SICILIA
Il Papa a Lampedusa: il Mediterraneo accusa l'Europa
Papa Leone sceglie l'isola siciliana il 4 luglio per denunciare il silenzio dei leader sulla migrazione, mentre elogia l'America per la sua storia di accoglienza
Concetta Vassallo892 wordsEdition №37lunedì 6 luglio 2026 — Edizione № 37
Papa Leone XIV ha scelto sabato 4 luglio di trascorrere il 250º anniversario della Dichiarazione di Indipendenza americana non negli Stati Uniti, ma a Lampedusa, la piccola isola siciliana divenuta porta d'accesso per decine di migliaia di persone che tentano di raggiungere l'Europa dal Nord Africa. Secondo il corrispondente da Roma del Guardian, il pontefice ha utilizzato la visita per elogiare la storia americana di accoglienza degli immigrati, esortando gli americani a vivere secondo gli ideali della Dichiarazione, in implicita critica all'amministrazione Trump.

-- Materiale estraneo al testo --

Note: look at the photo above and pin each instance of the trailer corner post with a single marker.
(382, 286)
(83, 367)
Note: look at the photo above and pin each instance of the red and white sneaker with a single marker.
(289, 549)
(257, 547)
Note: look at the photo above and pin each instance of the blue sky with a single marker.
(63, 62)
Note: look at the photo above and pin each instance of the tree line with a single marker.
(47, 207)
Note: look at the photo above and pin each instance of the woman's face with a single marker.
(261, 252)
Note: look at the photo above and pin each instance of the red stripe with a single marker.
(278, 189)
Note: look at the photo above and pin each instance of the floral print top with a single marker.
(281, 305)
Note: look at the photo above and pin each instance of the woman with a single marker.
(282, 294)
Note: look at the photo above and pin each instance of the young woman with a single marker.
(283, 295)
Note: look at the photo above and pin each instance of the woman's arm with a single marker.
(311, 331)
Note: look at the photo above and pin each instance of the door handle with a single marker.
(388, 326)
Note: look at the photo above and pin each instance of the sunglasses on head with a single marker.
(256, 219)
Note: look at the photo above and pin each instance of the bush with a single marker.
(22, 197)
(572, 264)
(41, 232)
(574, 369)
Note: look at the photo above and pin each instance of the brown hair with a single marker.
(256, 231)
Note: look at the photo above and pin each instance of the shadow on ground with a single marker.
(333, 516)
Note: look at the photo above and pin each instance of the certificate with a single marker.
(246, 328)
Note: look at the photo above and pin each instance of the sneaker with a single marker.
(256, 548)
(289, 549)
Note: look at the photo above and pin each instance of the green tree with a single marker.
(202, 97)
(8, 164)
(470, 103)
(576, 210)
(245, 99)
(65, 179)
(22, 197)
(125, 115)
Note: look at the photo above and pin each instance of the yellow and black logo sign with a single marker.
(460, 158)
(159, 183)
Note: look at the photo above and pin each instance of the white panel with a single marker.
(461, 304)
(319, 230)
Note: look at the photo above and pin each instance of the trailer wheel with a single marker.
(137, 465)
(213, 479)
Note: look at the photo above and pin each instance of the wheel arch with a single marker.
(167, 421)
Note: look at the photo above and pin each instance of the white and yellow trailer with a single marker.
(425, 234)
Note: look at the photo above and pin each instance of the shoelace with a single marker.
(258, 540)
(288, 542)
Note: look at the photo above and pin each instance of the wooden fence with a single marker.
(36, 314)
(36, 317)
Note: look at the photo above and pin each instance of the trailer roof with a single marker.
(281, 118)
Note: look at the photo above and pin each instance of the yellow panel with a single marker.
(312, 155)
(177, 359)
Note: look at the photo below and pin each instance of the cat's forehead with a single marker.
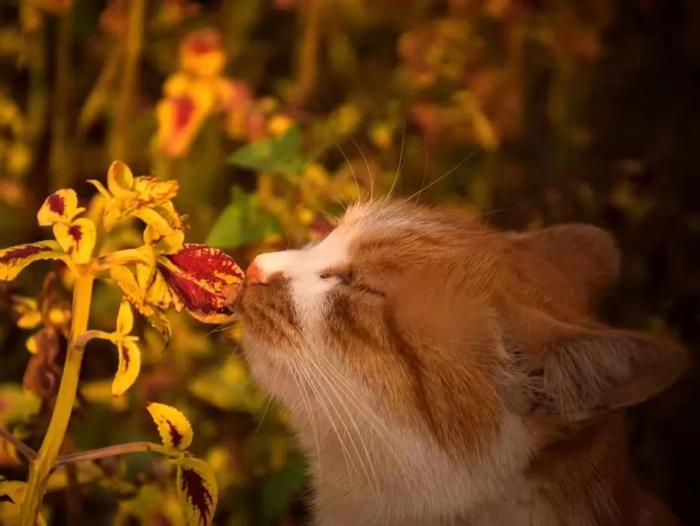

La visita al cimitero dei migranti di Lampedusa rappresenta un contrasto deliberato con i discorsi anti-immigrazione provenienti da fazioni politiche negli Stati Uniti e nell'Unione europea. France 24 ha definito la scelta «simbolica»: tredici anni dopo Papa Francesco, Leone XIV giunge sull'isola per consegnare un messaggio potente sulla protezione dei migranti, proprio mentre l'Europa continua a costruire barriere e l'America celebra i suoi ideali fondativi.
Durante l'incontro con l'ambasciatore americano presso la Santa Sede, secondo CBS News, il pontefice ha ricevuto una palla da baseball commemorativa, una torta di mele e una maglia della Coppa del Mondo USA. L'episodio incarna la tensione che Papa Leone porta in primo piano: una nazione che celebra l'accoglienza nel suo DNA nazionale, ma che oggi respinge coloro che cercano libertà e prosperità alle sue frontiere, mentre il Mediterraneo rimane una fossa comune.